I haven’t posted any security related posts in a while. Richard Bejtlich recently wrote an article illustrating a general event model of an analysts reaction using just
an IDS vs an NSM based operation. I thought it would be a great opportunity to illustrate that process with an example to go along with the "Elvis" slides. The following is based on an incident, and will illustrate the NSM investigative process and using data to respond to the incident and make a business decision to modify network policy.
I’m cleaning out old events that have accumulated, and setting back up our sensor after an OS update deprecated some of the shared libraries used by Snort and SANCP. Once I got everything up and running, I saw a whole slew of SSH connection attempts kicked off by Snort. This is a fairly common event, and based on experience I know this is just an automated scan looking for open SSH ports and trying to brute force them.
Now, if this was only an IDS setup, I would only see an alert that an attack was underway. The only information I would have available would be the alert, and any logs. However, because Sguil was designed around the NSM principles, I had more information than that.
The first thing I did was query the event table for the potential attackers IP, and I can see that the connection attempts started at around 6:00 AM, and went on for 23 minutes. At this point, I have a pretty good idea that this is some sort of brute force attack, but not enough information to be sure. I need to investigate further.

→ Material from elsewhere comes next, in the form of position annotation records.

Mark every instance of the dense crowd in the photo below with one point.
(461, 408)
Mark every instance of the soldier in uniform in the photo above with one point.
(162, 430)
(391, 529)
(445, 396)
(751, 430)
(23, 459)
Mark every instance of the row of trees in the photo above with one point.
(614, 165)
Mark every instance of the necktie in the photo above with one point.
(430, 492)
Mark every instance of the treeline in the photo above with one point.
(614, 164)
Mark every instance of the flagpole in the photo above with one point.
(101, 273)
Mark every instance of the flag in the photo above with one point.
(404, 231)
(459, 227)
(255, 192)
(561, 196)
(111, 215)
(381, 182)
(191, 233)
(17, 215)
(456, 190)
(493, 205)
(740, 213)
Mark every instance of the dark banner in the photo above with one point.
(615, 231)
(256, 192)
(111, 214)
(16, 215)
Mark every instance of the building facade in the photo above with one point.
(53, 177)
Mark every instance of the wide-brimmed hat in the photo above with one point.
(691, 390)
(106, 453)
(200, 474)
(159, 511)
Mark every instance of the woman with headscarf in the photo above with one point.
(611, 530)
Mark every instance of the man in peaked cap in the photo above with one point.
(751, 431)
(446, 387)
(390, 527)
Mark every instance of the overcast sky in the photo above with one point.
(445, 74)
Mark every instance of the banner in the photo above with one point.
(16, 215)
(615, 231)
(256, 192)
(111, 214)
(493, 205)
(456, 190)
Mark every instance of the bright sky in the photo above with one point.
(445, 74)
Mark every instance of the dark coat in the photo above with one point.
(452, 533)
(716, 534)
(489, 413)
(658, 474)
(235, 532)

The next thing I do is query the SANCP table for this IP address to see all the sessions the attacker has generated. More hits come back for this than alerts, which indicate there were connection attempts that did not trigger alerts because they did not match any of the signatures in Snort. This is an important distinction as to why an IDS or IPS system are not foolproof and shouldn’t be seen as security silver bullets. There were no sessions prior to this series of events, so this is our attackers first visit. In the below screenshot you can see there is a single session before 6:00 AM. This is probably the scan looking for live targets to attack. After this single session with no data sent or received, the connection attempts begin. I can tell by the source and destination data size that nothing more than the initial key exchange and login attempt ever gets done before closing the connection.
I investigate further and pull a transcript, which is a full content of the session. As expected, the data is encrypted because it is SSH traffic. But that doesn’t dead-end the investigation, I still have log data to analyze. I grep the auth.log file on the system in question with the IP address of the attacker. Sure enough, I see that this attacker is indeed trying to brute force our machine with different user and password combinations. The first log entry for the attackers IP shows that they did not send anything, solidifying my original theory that the first session in the SANCP query was to look for live targets.

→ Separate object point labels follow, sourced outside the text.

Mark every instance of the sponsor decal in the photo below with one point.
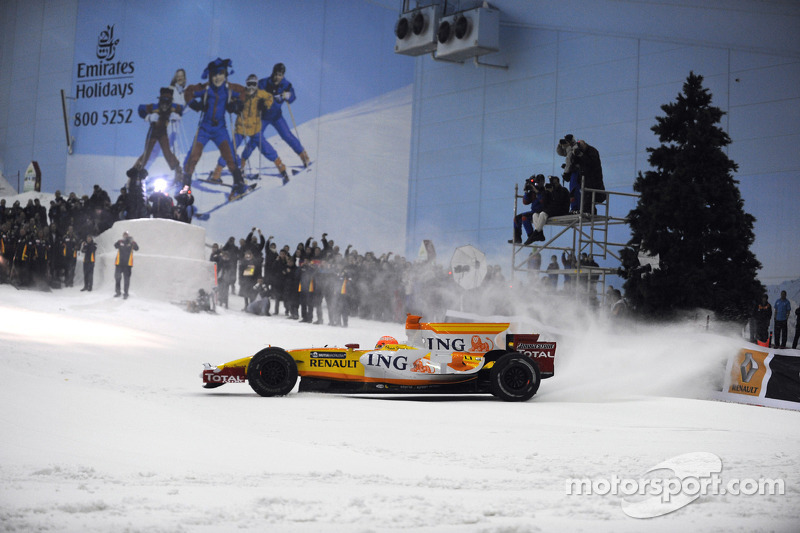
(478, 344)
(221, 378)
(398, 362)
(327, 355)
(748, 372)
(536, 346)
(109, 77)
(420, 365)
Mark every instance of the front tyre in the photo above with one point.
(514, 378)
(272, 372)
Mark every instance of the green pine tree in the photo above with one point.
(691, 214)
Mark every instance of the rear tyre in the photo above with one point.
(514, 378)
(272, 372)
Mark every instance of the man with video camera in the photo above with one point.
(124, 263)
(581, 160)
(539, 197)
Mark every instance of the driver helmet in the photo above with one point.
(383, 341)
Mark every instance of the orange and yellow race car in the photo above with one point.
(448, 358)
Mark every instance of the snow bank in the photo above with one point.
(171, 263)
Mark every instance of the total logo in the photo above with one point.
(397, 362)
(537, 350)
(220, 378)
(459, 344)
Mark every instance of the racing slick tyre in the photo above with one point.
(514, 377)
(272, 372)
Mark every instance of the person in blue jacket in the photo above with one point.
(282, 91)
(782, 308)
(159, 116)
(213, 100)
(530, 197)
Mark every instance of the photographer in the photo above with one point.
(124, 262)
(530, 197)
(581, 160)
(544, 194)
(88, 249)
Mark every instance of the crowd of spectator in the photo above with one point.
(314, 282)
(39, 245)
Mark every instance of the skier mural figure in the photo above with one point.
(248, 127)
(213, 100)
(159, 116)
(282, 91)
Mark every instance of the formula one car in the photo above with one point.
(448, 358)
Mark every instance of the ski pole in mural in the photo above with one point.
(213, 99)
(159, 116)
(248, 127)
(282, 91)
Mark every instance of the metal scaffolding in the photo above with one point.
(578, 234)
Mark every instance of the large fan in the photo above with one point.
(468, 266)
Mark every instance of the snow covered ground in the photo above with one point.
(106, 428)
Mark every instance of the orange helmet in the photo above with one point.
(383, 341)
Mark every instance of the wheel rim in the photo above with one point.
(517, 377)
(273, 373)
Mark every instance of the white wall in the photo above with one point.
(479, 131)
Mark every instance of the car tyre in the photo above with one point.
(514, 377)
(272, 372)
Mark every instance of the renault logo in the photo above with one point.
(748, 368)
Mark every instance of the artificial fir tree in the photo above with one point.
(691, 214)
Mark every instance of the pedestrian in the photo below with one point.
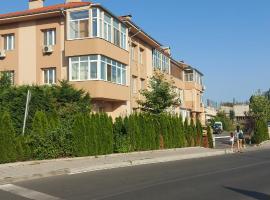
(232, 141)
(239, 136)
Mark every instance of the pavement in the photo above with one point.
(38, 169)
(241, 176)
(20, 171)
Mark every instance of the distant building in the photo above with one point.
(240, 111)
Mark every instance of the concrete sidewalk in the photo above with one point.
(37, 169)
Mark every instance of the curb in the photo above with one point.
(131, 163)
(121, 164)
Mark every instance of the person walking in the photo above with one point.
(239, 136)
(232, 139)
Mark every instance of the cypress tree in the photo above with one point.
(7, 139)
(209, 137)
(40, 124)
(260, 131)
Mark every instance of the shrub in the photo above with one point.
(260, 132)
(210, 137)
(7, 139)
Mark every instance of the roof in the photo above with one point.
(57, 7)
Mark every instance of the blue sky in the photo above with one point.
(227, 40)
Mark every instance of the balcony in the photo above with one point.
(103, 90)
(89, 46)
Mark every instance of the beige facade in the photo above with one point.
(108, 56)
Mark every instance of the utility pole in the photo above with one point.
(26, 109)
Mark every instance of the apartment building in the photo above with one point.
(109, 56)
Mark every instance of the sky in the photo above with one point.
(227, 40)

This illustrates an important point. No 1 tool can handle everything, or give enough of a picture. As I understand it (and it may be a little off, I learned this stuff almost 8 years ago now), it's using all the tools at your disposal to get a big picture view of whats going on in your network, and be able to gather evidence as to make informed decision. Somewhat like Business Intelligence, but in a security perspective.
So at this point, being that I am a decision maker, I decide to block this IP from accessing the system further. I implement an IPTables rules to block them from any further connection attempts. To further reduce exposure, I may disable password authentication, and do white list rules to allow only known machines to connect. I could have blocked this at the firewall, but I didn't, which leads to the next scenario.

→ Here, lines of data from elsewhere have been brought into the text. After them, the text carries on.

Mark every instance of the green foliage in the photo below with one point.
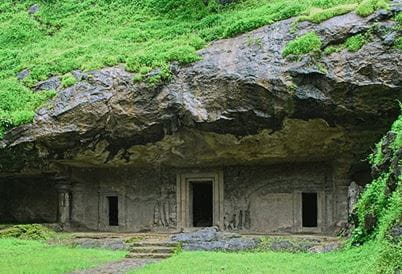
(380, 206)
(307, 43)
(367, 7)
(27, 232)
(17, 104)
(68, 80)
(370, 258)
(144, 35)
(356, 42)
(27, 256)
(320, 15)
(332, 49)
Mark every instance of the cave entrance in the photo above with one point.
(113, 210)
(202, 209)
(309, 209)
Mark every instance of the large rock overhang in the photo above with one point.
(242, 104)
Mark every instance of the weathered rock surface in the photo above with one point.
(242, 103)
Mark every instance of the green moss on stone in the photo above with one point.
(356, 42)
(68, 80)
(307, 43)
(368, 7)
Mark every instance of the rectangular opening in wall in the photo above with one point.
(309, 209)
(202, 203)
(113, 206)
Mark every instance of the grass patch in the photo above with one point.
(320, 15)
(367, 259)
(28, 256)
(307, 43)
(27, 232)
(144, 35)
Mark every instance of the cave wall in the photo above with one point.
(146, 197)
(268, 199)
(28, 200)
(256, 198)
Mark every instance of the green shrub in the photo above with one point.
(68, 35)
(307, 43)
(380, 206)
(27, 232)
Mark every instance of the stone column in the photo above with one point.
(77, 204)
(63, 187)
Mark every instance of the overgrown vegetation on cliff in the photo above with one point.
(379, 209)
(57, 37)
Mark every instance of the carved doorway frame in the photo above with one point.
(184, 202)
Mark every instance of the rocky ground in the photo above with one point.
(120, 267)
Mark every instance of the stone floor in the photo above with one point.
(119, 267)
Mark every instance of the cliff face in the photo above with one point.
(243, 103)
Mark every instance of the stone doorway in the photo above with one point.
(201, 203)
(113, 210)
(200, 199)
(309, 209)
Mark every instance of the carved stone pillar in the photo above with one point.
(77, 204)
(63, 187)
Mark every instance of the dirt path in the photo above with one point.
(120, 267)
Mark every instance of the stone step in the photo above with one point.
(159, 244)
(153, 249)
(149, 255)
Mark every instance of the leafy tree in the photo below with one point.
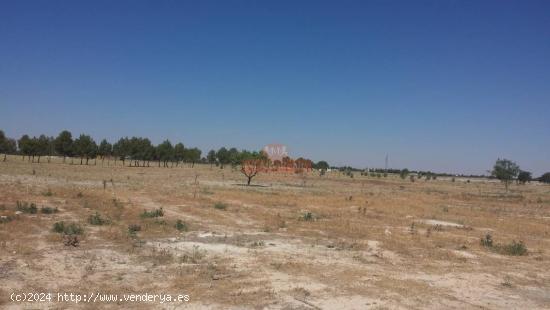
(25, 146)
(85, 147)
(322, 165)
(165, 152)
(105, 149)
(63, 144)
(41, 146)
(251, 167)
(222, 155)
(211, 157)
(524, 177)
(194, 156)
(179, 153)
(505, 170)
(121, 149)
(234, 157)
(545, 178)
(7, 145)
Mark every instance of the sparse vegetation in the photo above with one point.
(25, 207)
(181, 225)
(152, 214)
(220, 206)
(68, 228)
(308, 217)
(513, 248)
(48, 210)
(96, 219)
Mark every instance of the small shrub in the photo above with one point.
(160, 222)
(487, 241)
(48, 210)
(67, 228)
(26, 208)
(133, 228)
(6, 219)
(116, 203)
(307, 216)
(220, 206)
(194, 257)
(152, 214)
(514, 248)
(71, 240)
(96, 219)
(181, 225)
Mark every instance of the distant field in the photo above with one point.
(289, 242)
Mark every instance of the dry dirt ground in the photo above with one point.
(291, 242)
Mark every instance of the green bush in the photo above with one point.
(487, 241)
(26, 208)
(48, 210)
(67, 228)
(514, 248)
(6, 219)
(133, 229)
(220, 206)
(307, 216)
(96, 219)
(181, 225)
(152, 214)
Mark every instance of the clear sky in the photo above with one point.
(439, 85)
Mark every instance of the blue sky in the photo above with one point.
(438, 85)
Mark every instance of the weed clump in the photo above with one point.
(96, 219)
(181, 225)
(513, 249)
(6, 219)
(48, 210)
(26, 208)
(67, 228)
(308, 217)
(133, 229)
(152, 214)
(220, 206)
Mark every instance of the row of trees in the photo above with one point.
(135, 151)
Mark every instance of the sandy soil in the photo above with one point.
(295, 242)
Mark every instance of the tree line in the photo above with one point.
(134, 151)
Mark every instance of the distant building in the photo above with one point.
(276, 151)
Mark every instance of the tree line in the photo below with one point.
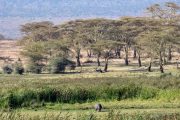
(156, 35)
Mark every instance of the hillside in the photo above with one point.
(9, 51)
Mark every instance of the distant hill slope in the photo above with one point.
(14, 13)
(9, 50)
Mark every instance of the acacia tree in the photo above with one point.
(169, 14)
(71, 32)
(39, 31)
(105, 48)
(156, 42)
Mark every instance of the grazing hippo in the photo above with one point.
(98, 107)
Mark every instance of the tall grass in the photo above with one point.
(39, 97)
(111, 115)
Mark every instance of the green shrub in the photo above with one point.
(19, 69)
(7, 69)
(35, 68)
(58, 65)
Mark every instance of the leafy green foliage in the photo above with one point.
(7, 69)
(58, 65)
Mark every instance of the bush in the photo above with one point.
(58, 65)
(35, 68)
(19, 69)
(7, 69)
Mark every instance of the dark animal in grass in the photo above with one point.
(98, 107)
(99, 70)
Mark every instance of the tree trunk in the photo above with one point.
(126, 56)
(98, 61)
(149, 67)
(135, 53)
(78, 58)
(169, 54)
(139, 61)
(89, 53)
(177, 64)
(161, 68)
(106, 65)
(161, 63)
(118, 52)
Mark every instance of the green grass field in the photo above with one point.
(124, 95)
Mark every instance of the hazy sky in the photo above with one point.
(14, 13)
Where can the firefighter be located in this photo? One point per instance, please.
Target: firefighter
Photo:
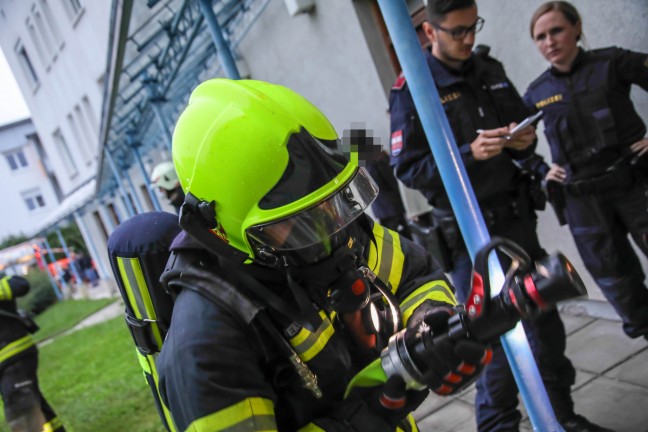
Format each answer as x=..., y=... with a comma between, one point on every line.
x=25, y=408
x=598, y=148
x=166, y=180
x=293, y=288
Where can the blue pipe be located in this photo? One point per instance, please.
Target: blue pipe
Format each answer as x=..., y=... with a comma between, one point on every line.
x=222, y=49
x=50, y=254
x=461, y=195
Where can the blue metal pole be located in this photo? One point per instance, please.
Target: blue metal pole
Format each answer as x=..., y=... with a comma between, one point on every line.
x=464, y=204
x=151, y=192
x=222, y=48
x=72, y=264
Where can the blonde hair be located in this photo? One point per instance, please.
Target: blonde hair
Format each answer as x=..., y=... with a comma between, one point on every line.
x=567, y=9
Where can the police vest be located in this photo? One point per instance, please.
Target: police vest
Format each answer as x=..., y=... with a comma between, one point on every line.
x=586, y=111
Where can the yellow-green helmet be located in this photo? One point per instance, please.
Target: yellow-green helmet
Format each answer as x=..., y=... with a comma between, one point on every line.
x=272, y=163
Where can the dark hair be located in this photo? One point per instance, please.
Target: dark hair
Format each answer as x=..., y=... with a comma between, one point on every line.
x=567, y=9
x=437, y=9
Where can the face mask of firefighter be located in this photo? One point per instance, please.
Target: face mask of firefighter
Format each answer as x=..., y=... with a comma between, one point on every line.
x=344, y=284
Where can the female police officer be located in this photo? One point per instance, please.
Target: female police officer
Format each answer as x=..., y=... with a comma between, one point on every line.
x=598, y=148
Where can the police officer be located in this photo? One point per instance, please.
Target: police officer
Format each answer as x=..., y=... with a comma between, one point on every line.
x=482, y=106
x=307, y=288
x=165, y=178
x=598, y=149
x=25, y=408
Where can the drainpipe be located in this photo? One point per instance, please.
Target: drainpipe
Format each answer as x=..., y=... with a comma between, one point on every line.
x=113, y=168
x=50, y=254
x=85, y=232
x=72, y=265
x=464, y=203
x=147, y=181
x=50, y=276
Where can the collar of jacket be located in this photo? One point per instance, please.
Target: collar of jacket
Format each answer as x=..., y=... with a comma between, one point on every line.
x=444, y=75
x=578, y=61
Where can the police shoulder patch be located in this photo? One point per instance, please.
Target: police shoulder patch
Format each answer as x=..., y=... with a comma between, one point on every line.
x=400, y=82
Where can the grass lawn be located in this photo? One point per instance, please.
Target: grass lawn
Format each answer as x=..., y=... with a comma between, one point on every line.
x=65, y=315
x=93, y=380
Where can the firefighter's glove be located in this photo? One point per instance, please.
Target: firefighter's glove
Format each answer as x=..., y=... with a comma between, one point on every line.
x=449, y=366
x=390, y=402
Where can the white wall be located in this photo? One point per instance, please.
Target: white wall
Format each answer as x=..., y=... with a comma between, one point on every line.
x=69, y=66
x=16, y=216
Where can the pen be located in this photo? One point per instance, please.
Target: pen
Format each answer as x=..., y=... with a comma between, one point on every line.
x=508, y=137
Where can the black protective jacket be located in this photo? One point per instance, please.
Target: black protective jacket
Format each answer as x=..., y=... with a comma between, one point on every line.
x=15, y=340
x=221, y=365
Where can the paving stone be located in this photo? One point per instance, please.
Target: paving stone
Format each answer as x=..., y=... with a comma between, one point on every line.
x=634, y=371
x=431, y=404
x=600, y=346
x=574, y=323
x=457, y=416
x=614, y=404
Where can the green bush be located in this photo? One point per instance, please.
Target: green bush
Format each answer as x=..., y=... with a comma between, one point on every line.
x=40, y=296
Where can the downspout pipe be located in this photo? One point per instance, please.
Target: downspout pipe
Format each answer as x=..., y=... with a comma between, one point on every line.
x=222, y=48
x=463, y=201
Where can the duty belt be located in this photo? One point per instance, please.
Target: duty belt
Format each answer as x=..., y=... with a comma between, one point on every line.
x=618, y=177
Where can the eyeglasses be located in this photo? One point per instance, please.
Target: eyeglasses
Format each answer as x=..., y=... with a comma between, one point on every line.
x=460, y=32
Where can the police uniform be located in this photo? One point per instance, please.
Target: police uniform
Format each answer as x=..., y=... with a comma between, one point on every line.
x=388, y=206
x=232, y=378
x=590, y=123
x=480, y=96
x=24, y=405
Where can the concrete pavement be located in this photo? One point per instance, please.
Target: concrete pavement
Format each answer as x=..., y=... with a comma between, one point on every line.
x=611, y=383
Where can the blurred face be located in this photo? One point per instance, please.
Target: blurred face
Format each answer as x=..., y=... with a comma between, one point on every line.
x=557, y=39
x=446, y=46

Now, this would have been the end of it, except I started to see alerts trigger from another one of our systems. Apparently this other system also had it’s SSH port exposed for remote logins. At this point, I am now aware of a policy violation on the network. So, while this was the exact same attacker just moving on to the next IP address in their scan, I have an entirely different scenario. I have information that leads me to make the decision to modify the firewall rules to close the firewall hole that is exposing this second machine.